The foolish Wallflower Order hadn’t learned a damned thing. They thought that by fumigating the Place Congo in the 1890s when people were doing the Bamboula the Chacta the Babouille the Counjaille the Juba the Congo and the VooDoo that this would put an end to it. That it was merely a fad. But they did not understand that the Jes Grew epidemic was unlike physical plagues. Actually Jes Grew was an anti-plague. Some plagues caused the body to waste away; Jes Grew enlivened the host. Other plagues were accompanied by bad air (malaria). Jes Grew victims said that the air was as clear as they had ever seen it and that there was the aroma of roses and perfumes which had never before enticed their nostrils. Some plagues arise from decomposing animals, but Jes Grew is electric as life and is characterized by ebullience and ecstasy. Terrible plagues were due to the wrath of God; but Jes Grew is the delight of the gods.

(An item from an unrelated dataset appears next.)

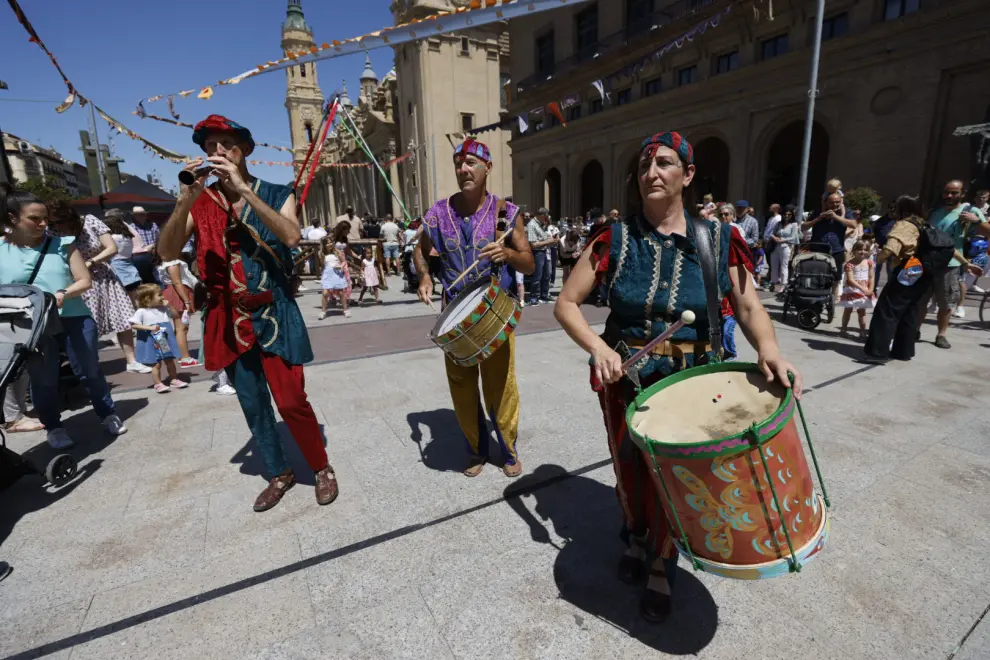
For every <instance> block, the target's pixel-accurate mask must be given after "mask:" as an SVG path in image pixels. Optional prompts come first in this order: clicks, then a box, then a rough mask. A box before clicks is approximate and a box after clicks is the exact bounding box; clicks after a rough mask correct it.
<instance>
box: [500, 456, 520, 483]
mask: <svg viewBox="0 0 990 660" xmlns="http://www.w3.org/2000/svg"><path fill="white" fill-rule="evenodd" d="M502 473H503V474H505V476H507V477H509V478H510V479H515V478H516V477H518V476H519V475H520V474H522V461H520V460H519V459H518V458H517V459H516V462H515V463H511V464H510V463H506V464H505V465H503V466H502Z"/></svg>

So Jes Grew is seeking its words. Its text. For what good is a liturgy without a text? In the 1890s the text was not available and Jes Grew was out there all alone. Perhaps the 1920s will also be a false alarm and Jes Grew will evaporate as quickly as it appeared again broken-hearted and double-crossed (++)

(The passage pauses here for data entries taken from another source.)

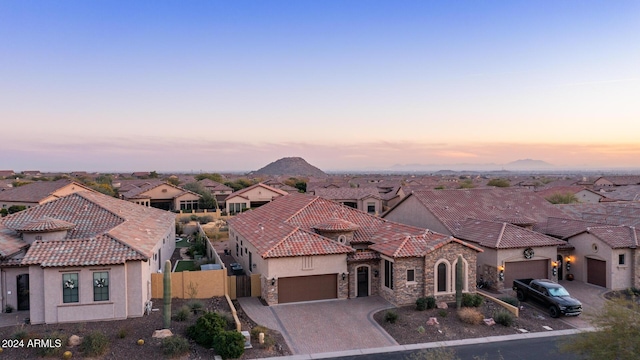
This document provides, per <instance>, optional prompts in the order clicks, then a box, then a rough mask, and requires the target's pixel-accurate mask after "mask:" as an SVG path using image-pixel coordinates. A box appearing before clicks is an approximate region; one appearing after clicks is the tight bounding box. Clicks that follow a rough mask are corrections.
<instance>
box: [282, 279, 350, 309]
mask: <svg viewBox="0 0 640 360" xmlns="http://www.w3.org/2000/svg"><path fill="white" fill-rule="evenodd" d="M337 297H338V274H328V275H314V276H297V277H288V278H279V279H278V303H280V304H282V303H288V302H296V301H311V300H324V299H335V298H337Z"/></svg>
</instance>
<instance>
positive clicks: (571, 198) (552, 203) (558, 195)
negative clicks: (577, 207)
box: [545, 193, 578, 204]
mask: <svg viewBox="0 0 640 360" xmlns="http://www.w3.org/2000/svg"><path fill="white" fill-rule="evenodd" d="M545 199H547V201H548V202H550V203H552V204H575V203H577V202H578V198H577V197H576V196H575V195H574V194H572V193H555V194H551V195H549V196H547V197H546V198H545Z"/></svg>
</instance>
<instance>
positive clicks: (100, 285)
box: [0, 191, 175, 324]
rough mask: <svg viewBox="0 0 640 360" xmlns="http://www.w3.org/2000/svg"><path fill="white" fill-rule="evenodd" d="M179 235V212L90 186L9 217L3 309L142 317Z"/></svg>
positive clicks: (63, 314)
mask: <svg viewBox="0 0 640 360" xmlns="http://www.w3.org/2000/svg"><path fill="white" fill-rule="evenodd" d="M174 238H175V215H174V214H172V213H169V212H166V211H161V210H157V209H153V208H146V207H142V206H138V205H135V204H132V203H130V202H127V201H122V200H119V199H116V198H113V197H110V196H106V195H103V194H100V193H97V192H90V191H84V192H77V193H74V194H71V195H67V196H64V197H62V198H59V199H56V200H53V201H49V202H47V203H45V204H42V205H37V206H34V207H32V208H30V209H27V210H24V211H21V212H18V213H15V214H11V215H8V216H7V217H5V218H2V219H1V220H0V291H1V292H0V293H1V294H3V296H2V304H1V305H2V308H3V309H4V308H5V306H6V305H11V306H13V307H14V308H16V309H17V310H25V311H29V315H28V316H27V317H28V318H29V319H30V322H31V323H33V324H41V323H47V324H53V323H62V322H85V321H94V320H114V319H125V318H130V317H138V316H142V315H143V312H144V307H145V304H146V303H147V301H149V300H150V296H151V273H154V272H157V271H160V270H162V268H163V266H164V261H165V260H167V259H169V258H171V255H172V254H173V251H174V248H175V241H174Z"/></svg>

Once the band starts, everybody starts swaying from one side of the street to the other, especially those who drop in and follow the ones who have been to the funeral. These people are known as “the second line” and they may be anyone passing along the street who wants to hear the music.
The spirit hits them and they follow

(My italics)

Louis Armstrong

Mumbo Jumbo

[Mandingo
mā-mā-gyo-mbō,
“magician who makes the troubled spirits of ancestors go away”:
mā-mā,
grandmother+
gyo,
trouble+
mbō
, to leave.]

The American Heritage Dictionary of the English Language

Some
unknown natural phenomenon
occurs which cannot be explained,

and a new local demigod is named.

—Zora Neale Hurston on the origin of a new loa

The earliest Ragtime songs, like Topsy, “jes’ grew.”

…we appropriated about the last one of the “jes’ grew” songs.

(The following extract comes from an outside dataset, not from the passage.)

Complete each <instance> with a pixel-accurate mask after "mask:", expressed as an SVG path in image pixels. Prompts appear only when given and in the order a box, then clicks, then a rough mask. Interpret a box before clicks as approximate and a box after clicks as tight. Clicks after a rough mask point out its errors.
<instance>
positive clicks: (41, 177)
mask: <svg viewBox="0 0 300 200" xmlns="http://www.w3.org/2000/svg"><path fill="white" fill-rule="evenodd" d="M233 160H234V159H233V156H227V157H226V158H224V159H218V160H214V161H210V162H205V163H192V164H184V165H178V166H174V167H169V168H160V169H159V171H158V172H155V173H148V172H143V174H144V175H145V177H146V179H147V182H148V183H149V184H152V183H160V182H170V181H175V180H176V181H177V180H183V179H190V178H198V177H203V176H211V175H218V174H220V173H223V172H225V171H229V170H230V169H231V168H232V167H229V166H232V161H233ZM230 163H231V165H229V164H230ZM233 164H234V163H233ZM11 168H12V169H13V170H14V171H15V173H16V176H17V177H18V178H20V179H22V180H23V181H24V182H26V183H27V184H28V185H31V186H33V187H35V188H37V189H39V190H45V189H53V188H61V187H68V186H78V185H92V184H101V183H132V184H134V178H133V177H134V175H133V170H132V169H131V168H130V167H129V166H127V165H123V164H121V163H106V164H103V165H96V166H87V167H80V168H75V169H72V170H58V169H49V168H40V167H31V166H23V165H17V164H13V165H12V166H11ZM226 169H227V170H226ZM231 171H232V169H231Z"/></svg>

It was a song which had been sung for years all through the South. The words were unprintable, but the tune was irresistible, and belonged to nobody.

—James Weldon Johnson

The Book of American Negro Poetry

2

W
ITH THE ASTONISHING RAPIDITY
of Booker T. Washington’s Grapevine Telegraph Jes Grew spreads through America following a strange course. Pine Bluff and Magnolia Arkansas are hit; Natchez, Meridian and Greenwood Mississippi report cases. Sporadic outbreaks occur in Nashville and Knoxville Tennessee as well as St. Louis where the bumping and grinding cause the Gov to call up the Guard. A mighty influence, Jes Grew infects all that it touches.